Will you take the dangerous path or the smart track toward gender equality and diversity?
Healthy organizations are moving toward gender equality and eliminating bias regarding race, ethnicity, religion, profession, geography, age, etc. 21st-century organizations may well be the first to experience the profound benefits of inclusion. Bias will not ever be completely eliminated, but the more inclusive organizations will thrive while the exclusive (and abusive) ones will wither.
You have a choice to take one of two paths toward a more inclusive workplace. One track is risky, costly and painful. The other route is just straight-up, disciplined work. Most people understand what the first path looks like, but we rarely get a view into how the best companies build inclusive and thriving cultures.
We know what the first steps on the dangerous path look like because we read almost daily examples in the news. The recent #metoo disclosures, Uber, and Fox News all come immediately to mind and the devastating accounts of the biased and abusive behaviors. We rarely get to see what the second path looks like because well-run and inclusive workplaces are less newsworthy.
The Dangerous Path (avoid this!)
This journey begins with lawsuits, terminations, customer revolts, brand destruction, and, ultimately, destruction of shareholder value. Unfortunately, for these cases, the responses rarely address the root issues. External audits and recommendations don’t fix broken cultures. We want to believe we can pull out a few bad apples, but the problem is with the lousy barrel and the biased barrel makers. Disciplined leadership, distributed throughout the organization, acting over time, is the only solution to these entrenched, systemic problems.

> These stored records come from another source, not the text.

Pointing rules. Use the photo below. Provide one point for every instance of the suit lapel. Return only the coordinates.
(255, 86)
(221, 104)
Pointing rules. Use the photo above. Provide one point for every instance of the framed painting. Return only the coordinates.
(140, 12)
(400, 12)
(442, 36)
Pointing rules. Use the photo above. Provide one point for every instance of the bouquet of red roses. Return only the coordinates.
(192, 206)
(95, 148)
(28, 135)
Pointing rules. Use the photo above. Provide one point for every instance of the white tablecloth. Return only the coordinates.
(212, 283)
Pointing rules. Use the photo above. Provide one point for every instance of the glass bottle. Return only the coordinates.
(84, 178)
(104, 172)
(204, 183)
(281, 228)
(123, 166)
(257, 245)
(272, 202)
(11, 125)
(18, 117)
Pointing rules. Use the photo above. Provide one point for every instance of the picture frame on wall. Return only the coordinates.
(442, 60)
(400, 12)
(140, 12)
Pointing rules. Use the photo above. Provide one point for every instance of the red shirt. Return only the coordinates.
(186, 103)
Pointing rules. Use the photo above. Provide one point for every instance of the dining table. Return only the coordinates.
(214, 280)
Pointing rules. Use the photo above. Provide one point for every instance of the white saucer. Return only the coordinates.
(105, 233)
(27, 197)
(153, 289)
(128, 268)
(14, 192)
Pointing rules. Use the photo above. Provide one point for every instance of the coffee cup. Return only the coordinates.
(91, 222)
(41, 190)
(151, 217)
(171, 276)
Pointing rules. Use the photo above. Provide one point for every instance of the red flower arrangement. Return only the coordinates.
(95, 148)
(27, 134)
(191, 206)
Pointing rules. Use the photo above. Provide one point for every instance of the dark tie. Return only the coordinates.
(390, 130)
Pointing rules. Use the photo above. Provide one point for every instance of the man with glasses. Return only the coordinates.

The Better Path (do this!)
The better first step toward an inclusive workplace demands the engagement of the powerful. If the influential people don’t care, then very little will change. Start with the board, executive team, and key employees. Set diversity goals immediately: 50/50 male-female and other diversity to match the communities in which you operate. Set realistic milestones and hold each other accountable.
Building diversity at the top can be a struggle at first, but it is much easier than most people think. Let’s take an extreme (but still too familiar) example of an all-male executive team. You don’t have to fire 50% of the top team to make room for others. Instead, look for creative ways to distribute power. Most successful organizations are moving toward network leadership models and away from pyramid or matrixed hierarchies. Use these organizational shifts to your advantage and promote or import diverse employees to influential positions in the network. Seize opportunities like HP did in 2015 when it diverged into two companies. Each board retained some original members and added women and people of color to reflect better the communities that the companies serve.
Diversity by itself won’t ensure an inclusive workplace culture, but it is the first step on the path. Once the diversity goals, milestones, and methods are in place, then you can begin to build a multipronged approach toward a thriving and inclusive company culture.